We use a device called a Shack-Hartmann wavefront sensor to measure the optical aberrations of the eye. The output of this sensor is used to drive the deformable mirror in our adaptive optics system. The Shack-Hartmann wavefront sensor measures the shape of the wavefronts of light (surfaces of constant phase) that exit the eye's pupil. If the eye were a perfect optical system, these wavefronts would be perfectly flat. Since the eye is not perfect, the wavefronts are not flat and have irregular curved shapes.

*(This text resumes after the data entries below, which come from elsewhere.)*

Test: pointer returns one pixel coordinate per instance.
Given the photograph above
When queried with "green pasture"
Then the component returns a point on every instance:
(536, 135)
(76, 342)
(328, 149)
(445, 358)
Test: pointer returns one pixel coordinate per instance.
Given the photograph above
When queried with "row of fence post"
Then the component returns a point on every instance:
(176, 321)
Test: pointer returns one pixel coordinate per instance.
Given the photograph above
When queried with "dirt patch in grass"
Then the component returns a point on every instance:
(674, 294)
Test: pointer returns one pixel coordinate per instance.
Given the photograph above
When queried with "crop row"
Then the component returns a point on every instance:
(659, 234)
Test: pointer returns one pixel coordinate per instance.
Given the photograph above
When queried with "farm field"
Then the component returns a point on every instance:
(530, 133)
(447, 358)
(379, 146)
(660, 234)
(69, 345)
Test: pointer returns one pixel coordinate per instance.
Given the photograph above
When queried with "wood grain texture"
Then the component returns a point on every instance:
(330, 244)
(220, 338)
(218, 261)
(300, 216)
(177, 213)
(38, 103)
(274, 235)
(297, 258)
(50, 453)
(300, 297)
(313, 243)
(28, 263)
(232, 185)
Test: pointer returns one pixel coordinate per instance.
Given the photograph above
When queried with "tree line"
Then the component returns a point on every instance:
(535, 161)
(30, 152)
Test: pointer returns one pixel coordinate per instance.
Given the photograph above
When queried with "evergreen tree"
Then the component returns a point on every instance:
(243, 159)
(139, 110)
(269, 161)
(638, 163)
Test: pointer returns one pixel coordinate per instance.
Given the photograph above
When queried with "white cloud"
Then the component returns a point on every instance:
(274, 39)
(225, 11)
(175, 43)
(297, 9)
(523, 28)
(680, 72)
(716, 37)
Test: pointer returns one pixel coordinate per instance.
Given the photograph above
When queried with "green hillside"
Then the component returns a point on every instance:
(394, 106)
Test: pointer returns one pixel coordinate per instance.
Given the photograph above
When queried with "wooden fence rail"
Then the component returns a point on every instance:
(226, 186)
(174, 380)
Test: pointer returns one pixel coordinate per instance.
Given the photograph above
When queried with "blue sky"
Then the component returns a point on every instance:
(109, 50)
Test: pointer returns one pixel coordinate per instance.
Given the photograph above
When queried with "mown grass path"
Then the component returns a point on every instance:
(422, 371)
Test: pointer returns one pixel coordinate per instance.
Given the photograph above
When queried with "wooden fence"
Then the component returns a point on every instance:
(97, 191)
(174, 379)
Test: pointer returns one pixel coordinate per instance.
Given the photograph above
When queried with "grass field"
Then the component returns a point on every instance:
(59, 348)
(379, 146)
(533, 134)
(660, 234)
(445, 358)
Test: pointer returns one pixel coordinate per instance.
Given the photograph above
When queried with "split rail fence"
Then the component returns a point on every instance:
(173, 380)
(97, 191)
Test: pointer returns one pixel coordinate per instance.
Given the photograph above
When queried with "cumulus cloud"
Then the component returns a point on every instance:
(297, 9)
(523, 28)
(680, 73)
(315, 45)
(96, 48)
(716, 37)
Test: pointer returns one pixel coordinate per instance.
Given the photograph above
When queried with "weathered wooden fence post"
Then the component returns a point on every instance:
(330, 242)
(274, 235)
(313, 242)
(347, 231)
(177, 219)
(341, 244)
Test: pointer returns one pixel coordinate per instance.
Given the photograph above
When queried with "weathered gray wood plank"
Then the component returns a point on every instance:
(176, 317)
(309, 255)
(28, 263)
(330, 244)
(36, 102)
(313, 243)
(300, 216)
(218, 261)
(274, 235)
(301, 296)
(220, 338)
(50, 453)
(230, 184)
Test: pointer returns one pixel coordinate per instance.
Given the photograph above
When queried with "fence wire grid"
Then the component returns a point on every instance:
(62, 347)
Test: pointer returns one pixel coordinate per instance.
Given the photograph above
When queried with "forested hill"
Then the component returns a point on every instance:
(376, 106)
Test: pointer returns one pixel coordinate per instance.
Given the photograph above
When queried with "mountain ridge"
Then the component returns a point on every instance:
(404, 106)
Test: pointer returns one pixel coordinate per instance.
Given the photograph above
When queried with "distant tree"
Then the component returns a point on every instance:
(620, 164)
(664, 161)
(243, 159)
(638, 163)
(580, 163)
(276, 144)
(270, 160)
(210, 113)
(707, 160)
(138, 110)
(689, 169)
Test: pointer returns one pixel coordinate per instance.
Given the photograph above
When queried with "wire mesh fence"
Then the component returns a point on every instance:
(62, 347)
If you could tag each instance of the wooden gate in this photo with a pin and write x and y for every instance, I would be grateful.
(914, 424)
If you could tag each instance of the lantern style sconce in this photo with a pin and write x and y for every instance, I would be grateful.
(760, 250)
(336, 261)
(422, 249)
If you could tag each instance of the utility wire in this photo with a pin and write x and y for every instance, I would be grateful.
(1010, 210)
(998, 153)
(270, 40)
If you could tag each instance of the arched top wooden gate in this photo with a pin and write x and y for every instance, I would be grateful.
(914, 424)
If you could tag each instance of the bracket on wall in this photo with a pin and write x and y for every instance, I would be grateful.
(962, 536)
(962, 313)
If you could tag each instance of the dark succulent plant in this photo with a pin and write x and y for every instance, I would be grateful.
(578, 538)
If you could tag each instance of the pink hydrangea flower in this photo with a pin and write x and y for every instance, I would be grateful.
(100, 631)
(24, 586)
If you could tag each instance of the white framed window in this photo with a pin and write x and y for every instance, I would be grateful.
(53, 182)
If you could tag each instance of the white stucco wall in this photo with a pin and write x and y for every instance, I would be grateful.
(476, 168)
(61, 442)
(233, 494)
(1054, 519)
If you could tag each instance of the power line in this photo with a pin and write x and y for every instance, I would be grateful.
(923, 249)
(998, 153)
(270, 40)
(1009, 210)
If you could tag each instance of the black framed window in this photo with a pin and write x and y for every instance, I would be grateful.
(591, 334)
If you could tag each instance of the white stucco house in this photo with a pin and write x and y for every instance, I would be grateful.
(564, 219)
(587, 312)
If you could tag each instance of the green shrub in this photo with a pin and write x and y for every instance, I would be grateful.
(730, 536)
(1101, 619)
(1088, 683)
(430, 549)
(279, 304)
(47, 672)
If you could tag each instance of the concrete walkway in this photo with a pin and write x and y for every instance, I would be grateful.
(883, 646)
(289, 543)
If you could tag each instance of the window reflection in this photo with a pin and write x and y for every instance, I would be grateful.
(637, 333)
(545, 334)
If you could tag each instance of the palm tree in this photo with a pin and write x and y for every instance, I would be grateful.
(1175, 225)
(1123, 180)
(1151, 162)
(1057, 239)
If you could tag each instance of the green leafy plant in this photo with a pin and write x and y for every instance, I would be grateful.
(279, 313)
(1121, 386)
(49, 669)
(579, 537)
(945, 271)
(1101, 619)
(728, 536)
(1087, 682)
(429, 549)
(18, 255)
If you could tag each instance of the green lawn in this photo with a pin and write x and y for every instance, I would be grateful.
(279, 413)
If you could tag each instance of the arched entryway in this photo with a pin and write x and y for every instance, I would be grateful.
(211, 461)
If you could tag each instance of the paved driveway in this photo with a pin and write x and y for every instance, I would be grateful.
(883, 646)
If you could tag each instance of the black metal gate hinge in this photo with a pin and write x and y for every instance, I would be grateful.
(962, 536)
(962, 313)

Shack-Hartmann wavefront sensors are surprisingly simple systems. The essential components are a light source for probing the eye's optics, an array of tiny lenses (the lenslet array), and a camera or some other means for recording the pattern of images formed by the lenslets in the array. The figure below is a schematic diagram of a Shack-Hartmann sensor. Light from a laser or SLD (superluminescent diode) is sent into the eye and is focused by the eye's optics to a point on the retina. The light reflected from the retina emerges from the pupil as an aberrated wavefront and travels from the eye through a set of lenses onto a lenslet array, which is conjugate with the eye's pupil. Since the lenslet array is in a pupil conjugate plane (an image plane of the pupil), the wavefront shape at the lenslet plane is identical to the shape at the eye's pupil. The lenslet array then forms an array of spot images on a CCD detector.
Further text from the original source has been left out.